Il fait valoir qu'il ressort des pièces produites que dès le début des années 90, M. [Z] se plaignait de l'écoulement des eaux pluviales, étant pleinement conscient de ce que la manière dont s'opérait cet écoulement lui causait problème et ce du fait de la création des loggias au dernier étage de la copropriété au milieu des années 80, que le premier juge a retenu à juste titre que le point de départ du délai devait être fixé en tout cas en 1992/1993 et au plus tard au 14 avril 2000 ( assemblée générale). Il relève que M. [Z] répond à cette fin de non recevoir en occultant tout ce qui s'est passé à compter de 1992/1993, prétendant de manière totalement erronée que les écoulements d'eaux pluviales sont survenus en 2009, date de sa déclaration de sinistre à son assureur.

Il ajoute que:

- la décision du 25 mai 2012 ne peut en aucun cas valoir renonciation à une prescription déjà acquise, d'autant que la procédure de référé et par conséquent, toutes les décisions qui en découlent, ne peuvent avoir en aucun cas autorité de la chose jugée, de sorte que les mesures qu'elles ordonnent peuvent toujours être annulées, réformées ou supprimées par une décision du juge du fond,

- c'est en vain que M. [Z] prétend agir en exécution de l'assemblée générale du 19 juin 2012, laquelle aurait interrompu la prescription, puisque celle-ci était déjà acquise,

- le fait de ne pas avoir soulevé la prescription dans le cadre de la procédure en référé ou lors de l'assemblée générale de 2012 ne saurait valoir renonciation pour la copropriété à s'en prévaloir, s'agissant d'une fin de non recevoir qui peut être invoquée à tout moment et même pour la première fois devant la cour d'appel,

- il ne demande pas à la cour de statuer sur l'ordonnance de référé en la réformant mais il a saisi le tribunal de grande instance de Grasse au fond pour qu'il soit statué sur le fond du litige,

- l'action de M. [Z] n'est pas une action en réparation des dégâts causés par les dernières inondations dues à des fortes pluies, mais une action en modification du système d'évacuation des eaux pluviales des derniers étages, l'ensemble des éléments du dossier démontrant qu'il a eu connaissance que ce système ne lui donnait pas satisfaction, au plus tard en 1992/93 et en 2000, de sorte qu'elle était prescrite au jour de l'assignation en référé.
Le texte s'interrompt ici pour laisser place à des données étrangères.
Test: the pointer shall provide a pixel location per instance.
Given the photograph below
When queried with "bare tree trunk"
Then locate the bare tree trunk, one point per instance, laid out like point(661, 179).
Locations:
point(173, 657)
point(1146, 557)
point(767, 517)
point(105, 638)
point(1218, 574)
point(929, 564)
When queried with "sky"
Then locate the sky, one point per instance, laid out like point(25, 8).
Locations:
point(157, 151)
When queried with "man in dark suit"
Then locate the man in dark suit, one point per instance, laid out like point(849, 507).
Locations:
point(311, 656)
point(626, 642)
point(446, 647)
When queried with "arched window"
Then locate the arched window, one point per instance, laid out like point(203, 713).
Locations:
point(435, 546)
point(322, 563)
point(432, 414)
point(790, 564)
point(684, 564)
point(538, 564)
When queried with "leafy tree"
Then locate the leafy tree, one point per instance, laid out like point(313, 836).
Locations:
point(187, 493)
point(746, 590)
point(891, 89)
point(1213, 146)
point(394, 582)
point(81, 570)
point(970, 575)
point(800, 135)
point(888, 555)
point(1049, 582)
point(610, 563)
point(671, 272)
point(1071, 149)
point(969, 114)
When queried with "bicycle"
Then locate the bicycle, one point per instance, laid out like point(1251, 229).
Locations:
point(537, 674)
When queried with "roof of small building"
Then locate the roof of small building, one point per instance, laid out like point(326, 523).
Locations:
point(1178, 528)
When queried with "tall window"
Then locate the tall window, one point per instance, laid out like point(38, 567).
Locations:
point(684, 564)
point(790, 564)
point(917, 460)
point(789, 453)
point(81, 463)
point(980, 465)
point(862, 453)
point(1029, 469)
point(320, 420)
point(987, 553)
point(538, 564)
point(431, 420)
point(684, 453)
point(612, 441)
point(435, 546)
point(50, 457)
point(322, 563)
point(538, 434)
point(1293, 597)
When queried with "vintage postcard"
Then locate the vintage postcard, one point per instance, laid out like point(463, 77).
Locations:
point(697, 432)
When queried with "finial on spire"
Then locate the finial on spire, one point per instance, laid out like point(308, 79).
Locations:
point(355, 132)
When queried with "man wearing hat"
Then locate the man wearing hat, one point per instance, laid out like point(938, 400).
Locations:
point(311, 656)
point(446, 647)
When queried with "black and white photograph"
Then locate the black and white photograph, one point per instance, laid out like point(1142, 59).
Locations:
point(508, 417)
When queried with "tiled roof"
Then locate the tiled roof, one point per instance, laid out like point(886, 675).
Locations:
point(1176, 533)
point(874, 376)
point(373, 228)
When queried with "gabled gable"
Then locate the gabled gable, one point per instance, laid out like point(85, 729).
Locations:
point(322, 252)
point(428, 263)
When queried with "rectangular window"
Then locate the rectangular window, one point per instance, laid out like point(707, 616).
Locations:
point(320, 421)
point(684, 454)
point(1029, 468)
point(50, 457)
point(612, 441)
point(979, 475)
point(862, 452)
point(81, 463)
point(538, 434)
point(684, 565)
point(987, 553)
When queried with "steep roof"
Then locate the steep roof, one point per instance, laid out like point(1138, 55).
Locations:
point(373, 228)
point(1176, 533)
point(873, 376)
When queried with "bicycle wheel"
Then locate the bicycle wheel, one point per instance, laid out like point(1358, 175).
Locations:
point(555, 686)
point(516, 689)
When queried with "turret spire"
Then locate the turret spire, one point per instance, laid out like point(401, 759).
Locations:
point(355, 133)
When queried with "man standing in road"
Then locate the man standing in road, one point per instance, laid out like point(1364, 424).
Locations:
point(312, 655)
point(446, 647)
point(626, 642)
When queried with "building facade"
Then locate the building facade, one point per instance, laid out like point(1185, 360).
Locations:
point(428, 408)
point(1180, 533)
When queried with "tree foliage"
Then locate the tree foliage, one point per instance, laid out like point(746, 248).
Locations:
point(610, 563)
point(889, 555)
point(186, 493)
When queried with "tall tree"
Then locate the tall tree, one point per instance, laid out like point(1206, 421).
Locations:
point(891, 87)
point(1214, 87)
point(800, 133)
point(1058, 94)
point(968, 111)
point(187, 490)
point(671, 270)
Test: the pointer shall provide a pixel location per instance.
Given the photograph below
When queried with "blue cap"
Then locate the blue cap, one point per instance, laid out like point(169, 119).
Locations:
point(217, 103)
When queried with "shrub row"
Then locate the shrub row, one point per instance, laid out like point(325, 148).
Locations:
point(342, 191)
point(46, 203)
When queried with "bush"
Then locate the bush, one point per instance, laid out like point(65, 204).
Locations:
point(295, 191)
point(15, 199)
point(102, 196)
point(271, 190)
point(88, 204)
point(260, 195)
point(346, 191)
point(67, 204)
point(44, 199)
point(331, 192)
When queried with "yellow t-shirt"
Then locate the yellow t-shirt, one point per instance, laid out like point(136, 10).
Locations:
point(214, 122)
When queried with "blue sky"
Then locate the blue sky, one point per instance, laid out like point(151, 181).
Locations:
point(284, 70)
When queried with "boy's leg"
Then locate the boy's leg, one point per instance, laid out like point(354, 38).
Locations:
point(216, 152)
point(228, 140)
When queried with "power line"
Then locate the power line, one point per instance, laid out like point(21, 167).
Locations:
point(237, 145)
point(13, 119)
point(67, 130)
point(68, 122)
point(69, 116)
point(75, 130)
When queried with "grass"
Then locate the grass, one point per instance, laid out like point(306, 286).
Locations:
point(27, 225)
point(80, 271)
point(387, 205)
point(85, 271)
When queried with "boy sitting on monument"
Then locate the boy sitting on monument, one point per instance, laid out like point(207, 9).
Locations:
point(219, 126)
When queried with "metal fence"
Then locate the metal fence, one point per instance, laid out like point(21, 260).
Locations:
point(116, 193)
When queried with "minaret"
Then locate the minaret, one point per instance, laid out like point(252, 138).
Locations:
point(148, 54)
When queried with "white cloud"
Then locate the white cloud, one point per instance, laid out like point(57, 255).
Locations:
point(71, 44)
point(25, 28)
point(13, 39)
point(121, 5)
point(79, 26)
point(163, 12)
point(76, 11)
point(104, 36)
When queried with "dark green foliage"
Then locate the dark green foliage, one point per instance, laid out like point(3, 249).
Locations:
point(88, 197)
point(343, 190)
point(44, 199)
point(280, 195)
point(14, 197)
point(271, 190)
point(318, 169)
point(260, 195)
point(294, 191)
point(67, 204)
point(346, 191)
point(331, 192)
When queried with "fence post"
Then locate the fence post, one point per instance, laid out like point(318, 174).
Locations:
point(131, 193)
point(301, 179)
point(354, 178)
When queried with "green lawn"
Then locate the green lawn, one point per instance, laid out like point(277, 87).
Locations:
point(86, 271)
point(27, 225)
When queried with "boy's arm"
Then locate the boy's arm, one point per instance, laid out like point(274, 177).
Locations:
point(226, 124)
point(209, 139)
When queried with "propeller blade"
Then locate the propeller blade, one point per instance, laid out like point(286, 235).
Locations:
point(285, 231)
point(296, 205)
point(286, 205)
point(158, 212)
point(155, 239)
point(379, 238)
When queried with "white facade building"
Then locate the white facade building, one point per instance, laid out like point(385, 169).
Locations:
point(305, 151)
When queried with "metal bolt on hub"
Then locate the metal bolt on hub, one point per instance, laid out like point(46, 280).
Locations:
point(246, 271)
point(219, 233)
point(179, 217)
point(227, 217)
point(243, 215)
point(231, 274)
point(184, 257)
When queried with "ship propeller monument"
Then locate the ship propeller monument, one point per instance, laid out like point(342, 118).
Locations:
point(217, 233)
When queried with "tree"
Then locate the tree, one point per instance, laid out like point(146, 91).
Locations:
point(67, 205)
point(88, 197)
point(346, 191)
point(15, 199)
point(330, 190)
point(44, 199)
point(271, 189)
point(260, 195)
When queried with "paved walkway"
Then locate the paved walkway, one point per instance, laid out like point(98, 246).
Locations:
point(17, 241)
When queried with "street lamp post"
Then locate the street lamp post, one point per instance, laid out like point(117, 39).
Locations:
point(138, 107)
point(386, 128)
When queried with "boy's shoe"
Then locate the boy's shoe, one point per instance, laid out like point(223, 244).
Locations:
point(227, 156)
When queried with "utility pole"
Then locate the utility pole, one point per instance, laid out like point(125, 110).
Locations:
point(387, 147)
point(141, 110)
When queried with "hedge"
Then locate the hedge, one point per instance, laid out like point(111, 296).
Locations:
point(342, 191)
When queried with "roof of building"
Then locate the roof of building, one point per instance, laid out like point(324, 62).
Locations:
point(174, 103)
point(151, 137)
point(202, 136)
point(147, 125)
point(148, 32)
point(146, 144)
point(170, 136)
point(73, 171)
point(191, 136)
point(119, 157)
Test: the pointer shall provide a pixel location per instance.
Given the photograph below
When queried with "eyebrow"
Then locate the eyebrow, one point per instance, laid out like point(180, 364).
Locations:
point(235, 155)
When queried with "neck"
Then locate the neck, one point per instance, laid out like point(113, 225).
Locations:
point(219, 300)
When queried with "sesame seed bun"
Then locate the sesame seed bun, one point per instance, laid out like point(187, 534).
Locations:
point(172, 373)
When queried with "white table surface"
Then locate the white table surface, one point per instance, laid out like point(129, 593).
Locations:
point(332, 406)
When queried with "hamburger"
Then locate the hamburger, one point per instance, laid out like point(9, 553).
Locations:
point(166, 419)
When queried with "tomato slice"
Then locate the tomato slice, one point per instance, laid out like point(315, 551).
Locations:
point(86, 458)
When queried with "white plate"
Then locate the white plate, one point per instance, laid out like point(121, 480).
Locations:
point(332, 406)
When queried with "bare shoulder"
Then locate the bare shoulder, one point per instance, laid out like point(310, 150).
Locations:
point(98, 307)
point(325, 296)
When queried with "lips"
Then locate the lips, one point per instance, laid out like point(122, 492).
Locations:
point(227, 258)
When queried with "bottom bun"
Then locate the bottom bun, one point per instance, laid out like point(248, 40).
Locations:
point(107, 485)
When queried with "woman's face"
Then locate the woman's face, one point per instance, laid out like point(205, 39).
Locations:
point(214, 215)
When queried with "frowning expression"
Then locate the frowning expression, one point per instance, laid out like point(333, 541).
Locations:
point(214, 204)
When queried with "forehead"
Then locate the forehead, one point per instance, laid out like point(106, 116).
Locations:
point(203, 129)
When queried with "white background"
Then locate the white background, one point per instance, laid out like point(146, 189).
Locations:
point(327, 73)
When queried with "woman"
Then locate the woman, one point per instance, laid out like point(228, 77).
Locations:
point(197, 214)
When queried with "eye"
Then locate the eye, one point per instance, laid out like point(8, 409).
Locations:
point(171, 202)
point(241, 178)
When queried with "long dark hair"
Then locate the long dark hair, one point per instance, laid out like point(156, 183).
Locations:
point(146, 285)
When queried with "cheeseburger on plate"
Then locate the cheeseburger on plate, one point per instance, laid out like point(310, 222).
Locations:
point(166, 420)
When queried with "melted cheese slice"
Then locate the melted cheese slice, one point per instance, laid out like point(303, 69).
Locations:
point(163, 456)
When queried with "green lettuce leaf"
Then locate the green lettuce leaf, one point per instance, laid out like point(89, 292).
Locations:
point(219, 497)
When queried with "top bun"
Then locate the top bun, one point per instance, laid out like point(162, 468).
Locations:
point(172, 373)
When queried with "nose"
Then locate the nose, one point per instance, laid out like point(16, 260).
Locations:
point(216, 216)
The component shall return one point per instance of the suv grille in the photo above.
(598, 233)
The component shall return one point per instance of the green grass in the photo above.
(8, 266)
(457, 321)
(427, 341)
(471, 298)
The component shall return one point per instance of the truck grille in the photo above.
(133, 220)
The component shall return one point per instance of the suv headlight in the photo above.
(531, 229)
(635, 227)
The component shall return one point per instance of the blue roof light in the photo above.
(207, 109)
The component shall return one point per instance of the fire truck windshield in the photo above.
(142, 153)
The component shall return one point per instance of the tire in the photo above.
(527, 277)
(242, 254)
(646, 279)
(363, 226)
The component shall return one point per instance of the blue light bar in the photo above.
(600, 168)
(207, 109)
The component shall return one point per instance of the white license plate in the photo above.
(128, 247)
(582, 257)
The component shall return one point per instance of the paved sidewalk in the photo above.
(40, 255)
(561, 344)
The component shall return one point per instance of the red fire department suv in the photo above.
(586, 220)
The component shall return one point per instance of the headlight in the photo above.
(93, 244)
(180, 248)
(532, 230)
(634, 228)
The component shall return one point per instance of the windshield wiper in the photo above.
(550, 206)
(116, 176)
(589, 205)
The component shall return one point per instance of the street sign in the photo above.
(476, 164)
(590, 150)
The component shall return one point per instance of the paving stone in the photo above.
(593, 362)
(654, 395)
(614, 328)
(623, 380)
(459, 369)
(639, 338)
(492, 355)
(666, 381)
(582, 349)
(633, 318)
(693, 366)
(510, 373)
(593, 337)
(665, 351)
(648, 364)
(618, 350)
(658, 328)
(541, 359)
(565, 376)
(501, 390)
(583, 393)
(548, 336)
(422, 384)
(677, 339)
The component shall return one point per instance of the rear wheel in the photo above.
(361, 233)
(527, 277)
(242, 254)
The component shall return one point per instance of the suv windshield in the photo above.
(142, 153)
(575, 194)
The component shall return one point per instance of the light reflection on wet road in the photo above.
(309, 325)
A titre subsidiaire, sur le fond, il observe que:

- l'impossibilité technique de réaliser les travaux ordonnés par le juge des référés sur la base des devis de M. [Z] est largement établie, et notamment au regard des conclusions de l'expert judiciaire,

- la réalisation des travaux prévus à la solution 1 et réclamée par l'appelant est vouée à l'échec en raison du refus de la copropriété voisine ( LES NEREIDES 1) contre lequel il ne peut rien faire et de l'absence d'autorisation de la mairie,

- la solution 2 impliquant le raccordement par le terrain de la société RFF se heurte au refus de cette dernière, qui n'a jamais répondu aux demandes de la copropriété, ni donné une quelconque autorisation,

- la solution 3 consistant en l'installation d'une pompe de relevage et le passage par les sous-sols de l'immeuble est particulièrement coûteuse et implique la réalisation de travaux extrêmement complexes mettant en danger la structure même de l'immeuble.

Il conclut également au rejet:

- des demandes subsidiaires de M. [Z], totalement infondées en droit comme en fait,

- des demandes de dommages et intérêts, l'appelant étant le principal responsable de la dégradation de ses stores en toiles qu'il utilise de manière contraire à leur destination ( ils sont déployés toute l'année et non pour se protéger du soleil), à l'origine d'une dégradation plus rapide.

La procédure a été clôturée par ordonnance en date du 12 novembre 2019.

MOTIFS

Il est constant que par acte d'huissier en date du 09 décembre 2011, M. [Z] a assigné le syndicat des copropriétaires LES NEREIDES DEF Tranche 2[Personne géo-morale 2] devant le juge des référés du tribunal de grande instance de Grasse aux fins de:

- le condamner sous astreinte de 150 € par jour de retard à réaliser la mise en place d'une gouttière au cinquième étage sur toute la longueur du bloc dans lequel est situé l'appartement de M. [Z],

- le condamner à lui payer la somme de 5.000 € à titre de provision pour le préjudice de jouissance subi, ainsi que la somme de 2.440,56 € TTC correspondant au changement de stores et aux factures de nettoyage,

- à titre subsidiaire, ordonner une expertise judiciaire sur le fondement de l'article 145 du code de procédure civile.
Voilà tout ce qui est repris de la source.